Fixing a TriTryst bug / binary patches

I've had many reports over the years of my game TriTryst failing on non-US versions of Windows.  I didn't give it much thought, figuring that the game was trying to do something culture-specific.  Since I don't have the program's source code or a non-US version of Windows to play with, I just told everybody that it was a known issue with no fix.  I got another of those reports the other day and somehow it dawned on me that one likely cause was the thousands separator in the score display.  You see, we created a custom font for the score display but only created characters for the digits and the comma.  "What would happen," I thought to myself, "if somebody used something other than the comma for a digits separator?"

I found the regional settings for Windows 2000, changed the digits separator to a period, and fired up TriTryst.  Sure enough, when the score reached 1,000 points, the game crashed.  Better, Visual Studio offered to let me debug the program.  You just gotta love just-in-time debugging.  Looking at the disassembly, the problem was obvious.  The code knows about the comma and the digits, and anything else in the score string will cause the program to crash.  A couple of minutes with an assembler and my trusty file dump/patch utility, and I had a program that would handle just about any digits separator I'm likely to encounter.

Making the patch on my system was pretty easy once I figured out the problem.  But distributing the patch turns out to be a major pain.  All I need to do is change two bytes in the executable program.

Back in the DOS days when programs often were smaller than 64K, it was a trivial matter to create a batch file that would load the program in DEBUG, patch a few bytes, and write the file back to disk.  DEBUG was a standard part of DOS so you could count on it being there.  DEBUG is still installed with Windows XP, but it's still designed for use with 16-bit programs that are smaller than 64K.  If there's a way to automate it to patch beyond the first 64K, I don't know what it is.

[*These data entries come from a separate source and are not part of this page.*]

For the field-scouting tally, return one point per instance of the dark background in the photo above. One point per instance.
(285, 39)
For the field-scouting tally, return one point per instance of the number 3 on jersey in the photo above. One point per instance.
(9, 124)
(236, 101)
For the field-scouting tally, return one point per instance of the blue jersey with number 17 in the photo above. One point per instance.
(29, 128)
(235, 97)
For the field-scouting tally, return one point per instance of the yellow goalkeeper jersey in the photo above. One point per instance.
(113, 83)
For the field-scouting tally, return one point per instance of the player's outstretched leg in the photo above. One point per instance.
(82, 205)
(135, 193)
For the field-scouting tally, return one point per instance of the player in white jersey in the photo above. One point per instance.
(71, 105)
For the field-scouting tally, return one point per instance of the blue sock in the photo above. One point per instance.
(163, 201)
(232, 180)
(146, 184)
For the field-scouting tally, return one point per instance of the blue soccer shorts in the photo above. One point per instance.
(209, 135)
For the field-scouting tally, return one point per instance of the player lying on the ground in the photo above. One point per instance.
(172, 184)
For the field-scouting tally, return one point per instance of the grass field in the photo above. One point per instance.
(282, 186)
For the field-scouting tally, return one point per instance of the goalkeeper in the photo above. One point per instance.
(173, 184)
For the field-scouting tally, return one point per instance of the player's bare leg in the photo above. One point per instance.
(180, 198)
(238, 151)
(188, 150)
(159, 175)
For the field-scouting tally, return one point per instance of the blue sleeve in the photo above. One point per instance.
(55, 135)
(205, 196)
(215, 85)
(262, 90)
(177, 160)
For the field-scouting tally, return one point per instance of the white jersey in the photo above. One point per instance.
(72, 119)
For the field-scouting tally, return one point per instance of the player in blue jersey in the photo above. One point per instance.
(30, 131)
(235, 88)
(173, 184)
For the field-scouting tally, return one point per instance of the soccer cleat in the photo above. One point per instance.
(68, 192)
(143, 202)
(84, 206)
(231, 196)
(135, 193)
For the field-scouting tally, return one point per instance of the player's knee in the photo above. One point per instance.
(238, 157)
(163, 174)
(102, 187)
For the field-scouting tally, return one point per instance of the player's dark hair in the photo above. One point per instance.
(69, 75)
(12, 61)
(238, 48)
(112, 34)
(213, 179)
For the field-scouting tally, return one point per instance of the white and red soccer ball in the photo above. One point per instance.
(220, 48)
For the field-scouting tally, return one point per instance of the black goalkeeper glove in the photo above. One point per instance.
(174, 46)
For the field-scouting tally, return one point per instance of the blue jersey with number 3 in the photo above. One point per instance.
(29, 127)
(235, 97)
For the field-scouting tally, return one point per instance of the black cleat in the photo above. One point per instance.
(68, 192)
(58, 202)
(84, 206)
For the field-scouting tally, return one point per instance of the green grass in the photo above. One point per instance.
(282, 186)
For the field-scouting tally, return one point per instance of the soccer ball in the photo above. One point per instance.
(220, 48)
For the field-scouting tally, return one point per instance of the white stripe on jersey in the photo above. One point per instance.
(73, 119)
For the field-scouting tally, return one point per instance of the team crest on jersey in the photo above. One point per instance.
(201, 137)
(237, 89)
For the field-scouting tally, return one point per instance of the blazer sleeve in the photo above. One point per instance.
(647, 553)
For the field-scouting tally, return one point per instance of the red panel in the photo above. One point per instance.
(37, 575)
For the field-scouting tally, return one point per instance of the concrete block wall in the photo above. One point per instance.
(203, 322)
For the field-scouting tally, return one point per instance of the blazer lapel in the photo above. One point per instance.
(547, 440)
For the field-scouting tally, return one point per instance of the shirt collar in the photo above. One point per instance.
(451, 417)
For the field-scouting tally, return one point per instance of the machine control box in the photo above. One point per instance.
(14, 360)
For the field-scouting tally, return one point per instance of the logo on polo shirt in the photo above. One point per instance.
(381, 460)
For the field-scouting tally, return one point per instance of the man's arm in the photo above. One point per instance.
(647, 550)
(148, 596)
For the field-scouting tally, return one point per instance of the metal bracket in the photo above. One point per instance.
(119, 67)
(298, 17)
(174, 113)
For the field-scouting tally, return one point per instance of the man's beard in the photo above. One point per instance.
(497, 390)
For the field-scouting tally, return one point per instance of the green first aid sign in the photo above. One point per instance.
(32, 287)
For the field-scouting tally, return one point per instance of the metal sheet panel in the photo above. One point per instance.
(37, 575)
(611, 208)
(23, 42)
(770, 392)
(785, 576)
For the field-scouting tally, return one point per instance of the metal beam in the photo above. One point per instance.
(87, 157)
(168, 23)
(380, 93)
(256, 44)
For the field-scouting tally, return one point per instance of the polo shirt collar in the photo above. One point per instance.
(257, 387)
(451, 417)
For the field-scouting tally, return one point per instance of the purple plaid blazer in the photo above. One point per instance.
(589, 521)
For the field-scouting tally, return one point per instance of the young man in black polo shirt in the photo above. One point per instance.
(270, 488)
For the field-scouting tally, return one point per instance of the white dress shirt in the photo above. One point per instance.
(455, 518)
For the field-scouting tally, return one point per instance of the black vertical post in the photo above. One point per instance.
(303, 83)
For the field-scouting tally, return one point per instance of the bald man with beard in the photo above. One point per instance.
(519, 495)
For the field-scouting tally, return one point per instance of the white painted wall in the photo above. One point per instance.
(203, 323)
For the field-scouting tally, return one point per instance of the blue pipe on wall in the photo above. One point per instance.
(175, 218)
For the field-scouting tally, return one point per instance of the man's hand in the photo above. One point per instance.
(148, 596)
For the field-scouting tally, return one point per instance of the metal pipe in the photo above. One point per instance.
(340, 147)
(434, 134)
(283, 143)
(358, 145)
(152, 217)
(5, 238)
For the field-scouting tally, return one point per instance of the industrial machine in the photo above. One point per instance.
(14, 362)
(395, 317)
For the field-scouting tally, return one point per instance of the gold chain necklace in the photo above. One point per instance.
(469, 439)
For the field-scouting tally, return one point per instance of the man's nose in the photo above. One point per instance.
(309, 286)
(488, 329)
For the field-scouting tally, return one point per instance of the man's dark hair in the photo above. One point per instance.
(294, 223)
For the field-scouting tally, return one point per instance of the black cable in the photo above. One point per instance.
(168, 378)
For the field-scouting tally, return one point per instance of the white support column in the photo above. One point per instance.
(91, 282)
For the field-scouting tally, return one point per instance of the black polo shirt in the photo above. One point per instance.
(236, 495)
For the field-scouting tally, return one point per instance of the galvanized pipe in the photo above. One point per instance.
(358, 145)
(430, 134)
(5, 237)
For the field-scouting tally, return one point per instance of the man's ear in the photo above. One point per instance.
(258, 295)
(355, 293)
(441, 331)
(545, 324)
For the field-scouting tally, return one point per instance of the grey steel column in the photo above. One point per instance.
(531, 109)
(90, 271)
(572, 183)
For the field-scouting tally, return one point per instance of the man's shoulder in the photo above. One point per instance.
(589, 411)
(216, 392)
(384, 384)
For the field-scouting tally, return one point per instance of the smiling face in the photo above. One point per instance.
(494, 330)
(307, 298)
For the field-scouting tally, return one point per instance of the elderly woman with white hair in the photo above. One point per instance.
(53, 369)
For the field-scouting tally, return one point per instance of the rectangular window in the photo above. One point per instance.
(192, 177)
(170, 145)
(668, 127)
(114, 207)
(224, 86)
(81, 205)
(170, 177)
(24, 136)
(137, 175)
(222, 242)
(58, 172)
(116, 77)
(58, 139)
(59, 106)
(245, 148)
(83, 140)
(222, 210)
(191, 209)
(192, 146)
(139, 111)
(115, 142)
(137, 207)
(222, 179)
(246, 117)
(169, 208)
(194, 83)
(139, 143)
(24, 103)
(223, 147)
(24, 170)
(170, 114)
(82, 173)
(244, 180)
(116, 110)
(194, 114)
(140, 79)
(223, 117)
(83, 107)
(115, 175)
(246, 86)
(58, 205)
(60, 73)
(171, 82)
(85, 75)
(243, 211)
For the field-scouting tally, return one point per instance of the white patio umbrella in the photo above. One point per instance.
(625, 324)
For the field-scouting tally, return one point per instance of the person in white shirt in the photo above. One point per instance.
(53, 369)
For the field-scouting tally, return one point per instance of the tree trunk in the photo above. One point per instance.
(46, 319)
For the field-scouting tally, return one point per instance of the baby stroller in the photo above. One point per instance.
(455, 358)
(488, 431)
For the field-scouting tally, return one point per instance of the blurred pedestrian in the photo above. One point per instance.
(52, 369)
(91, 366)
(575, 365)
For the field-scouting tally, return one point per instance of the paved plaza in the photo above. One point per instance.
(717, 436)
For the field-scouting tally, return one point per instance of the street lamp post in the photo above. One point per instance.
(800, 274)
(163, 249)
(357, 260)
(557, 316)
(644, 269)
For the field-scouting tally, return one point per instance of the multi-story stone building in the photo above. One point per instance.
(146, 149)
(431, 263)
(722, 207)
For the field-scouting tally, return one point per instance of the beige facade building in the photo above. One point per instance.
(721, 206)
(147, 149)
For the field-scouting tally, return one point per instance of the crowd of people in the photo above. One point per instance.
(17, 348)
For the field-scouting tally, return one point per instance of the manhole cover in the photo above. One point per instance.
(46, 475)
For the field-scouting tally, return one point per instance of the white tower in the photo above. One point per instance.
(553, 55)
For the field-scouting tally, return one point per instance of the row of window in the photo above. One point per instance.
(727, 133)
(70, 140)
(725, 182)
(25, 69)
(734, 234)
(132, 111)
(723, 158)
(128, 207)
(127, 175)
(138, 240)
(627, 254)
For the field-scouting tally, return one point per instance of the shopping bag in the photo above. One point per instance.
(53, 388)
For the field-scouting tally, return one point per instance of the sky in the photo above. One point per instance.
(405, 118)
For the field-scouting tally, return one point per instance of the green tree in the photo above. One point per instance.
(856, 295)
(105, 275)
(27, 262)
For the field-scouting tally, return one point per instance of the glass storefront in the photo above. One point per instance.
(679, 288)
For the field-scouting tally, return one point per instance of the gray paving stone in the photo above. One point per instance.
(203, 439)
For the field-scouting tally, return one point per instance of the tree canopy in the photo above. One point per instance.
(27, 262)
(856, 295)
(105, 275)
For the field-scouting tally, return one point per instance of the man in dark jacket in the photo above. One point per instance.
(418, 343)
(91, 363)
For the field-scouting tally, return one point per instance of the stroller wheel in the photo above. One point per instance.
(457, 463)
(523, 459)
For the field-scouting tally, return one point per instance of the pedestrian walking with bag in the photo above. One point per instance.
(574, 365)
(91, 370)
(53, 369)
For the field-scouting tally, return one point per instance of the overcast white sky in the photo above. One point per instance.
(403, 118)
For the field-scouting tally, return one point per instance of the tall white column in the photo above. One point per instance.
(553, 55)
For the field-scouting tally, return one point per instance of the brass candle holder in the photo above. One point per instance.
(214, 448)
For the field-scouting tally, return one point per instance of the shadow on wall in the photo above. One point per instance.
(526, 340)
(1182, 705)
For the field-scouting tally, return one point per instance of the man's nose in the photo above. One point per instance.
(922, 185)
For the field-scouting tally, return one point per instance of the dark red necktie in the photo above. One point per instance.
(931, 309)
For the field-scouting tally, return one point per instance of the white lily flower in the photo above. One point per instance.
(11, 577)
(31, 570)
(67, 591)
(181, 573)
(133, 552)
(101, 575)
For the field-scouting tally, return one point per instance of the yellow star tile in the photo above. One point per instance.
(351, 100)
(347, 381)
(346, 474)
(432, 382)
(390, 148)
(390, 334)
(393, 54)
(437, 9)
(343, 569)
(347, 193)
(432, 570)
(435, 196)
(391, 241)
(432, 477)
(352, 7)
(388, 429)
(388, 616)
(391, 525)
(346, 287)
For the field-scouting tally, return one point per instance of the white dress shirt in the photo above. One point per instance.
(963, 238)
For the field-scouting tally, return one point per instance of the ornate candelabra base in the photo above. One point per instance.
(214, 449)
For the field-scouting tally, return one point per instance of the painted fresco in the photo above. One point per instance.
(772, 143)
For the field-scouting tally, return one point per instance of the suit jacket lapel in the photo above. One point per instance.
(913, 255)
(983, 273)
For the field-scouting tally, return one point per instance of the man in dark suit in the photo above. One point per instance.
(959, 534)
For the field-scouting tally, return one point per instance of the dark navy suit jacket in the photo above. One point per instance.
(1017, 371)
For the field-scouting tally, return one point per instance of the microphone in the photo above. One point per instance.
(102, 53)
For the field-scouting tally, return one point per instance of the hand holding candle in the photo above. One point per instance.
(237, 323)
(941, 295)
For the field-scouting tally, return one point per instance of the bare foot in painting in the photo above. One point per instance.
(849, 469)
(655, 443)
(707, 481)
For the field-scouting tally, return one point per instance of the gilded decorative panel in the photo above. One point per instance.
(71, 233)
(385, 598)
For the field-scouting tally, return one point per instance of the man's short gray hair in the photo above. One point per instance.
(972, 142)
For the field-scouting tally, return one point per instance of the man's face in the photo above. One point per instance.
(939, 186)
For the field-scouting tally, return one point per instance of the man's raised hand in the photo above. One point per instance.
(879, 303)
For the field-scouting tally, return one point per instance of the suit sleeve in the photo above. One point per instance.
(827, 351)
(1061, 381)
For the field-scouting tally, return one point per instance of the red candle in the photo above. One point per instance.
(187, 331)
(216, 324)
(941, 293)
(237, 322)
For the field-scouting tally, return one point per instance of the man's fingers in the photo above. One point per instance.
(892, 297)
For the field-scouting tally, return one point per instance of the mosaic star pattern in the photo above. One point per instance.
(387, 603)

I also couldn't find a free Windows-based binary patch program that I could use to make a simple patch distribution.    After considering all of my options, I wrote a custom Delphi program to do it and posted the program on my TriTryst BugFix page.  I'm not terribly happy with that solution, though.  If you know of a free binary patch program that I can use to distribute simple patches, I'd sure like to hear about it.